By 1998, Dillard's, Service Merchandise, and Montgomery Ward had all closed as well, leaving the mall without an anchor store. As a result, John Hancock Financial announced a plan for renovation into a business park composed of offices. The last tenant to leave was a dentist's office. Conversion of the property began in 1998, with assistance from two real estate developers: Divaris Real Estate and Tampa-based Nat Cherry (of Paragon Group). HOK was also hired as architect for the conversion. As part of the renovation, the former mall structure was fully renovated, to the point that some portions were dismantled to dirt floors. Research conducted by Cherry concluded that Tampa had the highest number of call center employees in the country, and thus decided to include those as part of the conversion.

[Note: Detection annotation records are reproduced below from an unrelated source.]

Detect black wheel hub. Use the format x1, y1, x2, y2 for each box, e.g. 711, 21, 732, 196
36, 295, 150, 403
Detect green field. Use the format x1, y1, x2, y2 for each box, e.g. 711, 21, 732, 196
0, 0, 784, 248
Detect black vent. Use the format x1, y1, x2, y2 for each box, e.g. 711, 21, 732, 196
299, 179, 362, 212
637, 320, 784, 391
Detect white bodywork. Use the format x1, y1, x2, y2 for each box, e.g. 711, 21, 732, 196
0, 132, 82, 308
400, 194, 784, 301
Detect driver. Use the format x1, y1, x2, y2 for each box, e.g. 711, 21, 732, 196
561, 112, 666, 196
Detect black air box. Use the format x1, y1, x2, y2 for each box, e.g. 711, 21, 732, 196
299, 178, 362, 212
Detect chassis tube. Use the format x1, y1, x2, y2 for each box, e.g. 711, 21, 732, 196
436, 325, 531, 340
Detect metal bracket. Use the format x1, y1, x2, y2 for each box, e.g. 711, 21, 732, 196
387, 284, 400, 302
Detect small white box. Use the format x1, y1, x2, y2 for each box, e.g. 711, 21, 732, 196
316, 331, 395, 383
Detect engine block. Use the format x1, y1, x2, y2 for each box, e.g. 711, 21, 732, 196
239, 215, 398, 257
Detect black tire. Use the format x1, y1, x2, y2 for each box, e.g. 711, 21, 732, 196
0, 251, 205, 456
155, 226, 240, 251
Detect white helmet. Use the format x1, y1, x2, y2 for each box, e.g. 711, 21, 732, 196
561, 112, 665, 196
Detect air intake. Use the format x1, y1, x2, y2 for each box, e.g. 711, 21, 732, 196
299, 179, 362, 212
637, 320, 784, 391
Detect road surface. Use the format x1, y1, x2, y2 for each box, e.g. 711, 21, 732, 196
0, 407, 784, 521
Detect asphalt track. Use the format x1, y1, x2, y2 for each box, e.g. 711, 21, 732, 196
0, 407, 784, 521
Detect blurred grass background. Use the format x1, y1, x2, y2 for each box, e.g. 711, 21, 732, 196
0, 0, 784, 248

The center officially reopened as NetPark Tampa Bay in June 1999, with the first tenant being a 115000 sqft call center for General Motors. John Hancock also converted 50000 sqft of former mall space into a call center, and the former location of the mall's food court into a restaurant. Other tenants installed by John Hancock included security, child care, and a fitness center for employees of the complex. John Hancock sold a fifty percent share of NetPark Tampa Bay to Triple Net Properties in 2003; two years later, a group of tenants within the complex bought out Triple Net. Management duties changed several times until 2014, when the property became managed by Bluett Capital Realty. By 2017, NetPark Tampa Bay was at 100 percent occupancy.

Tenants of the center include Maximus Inc., Humana, and T-Mobile.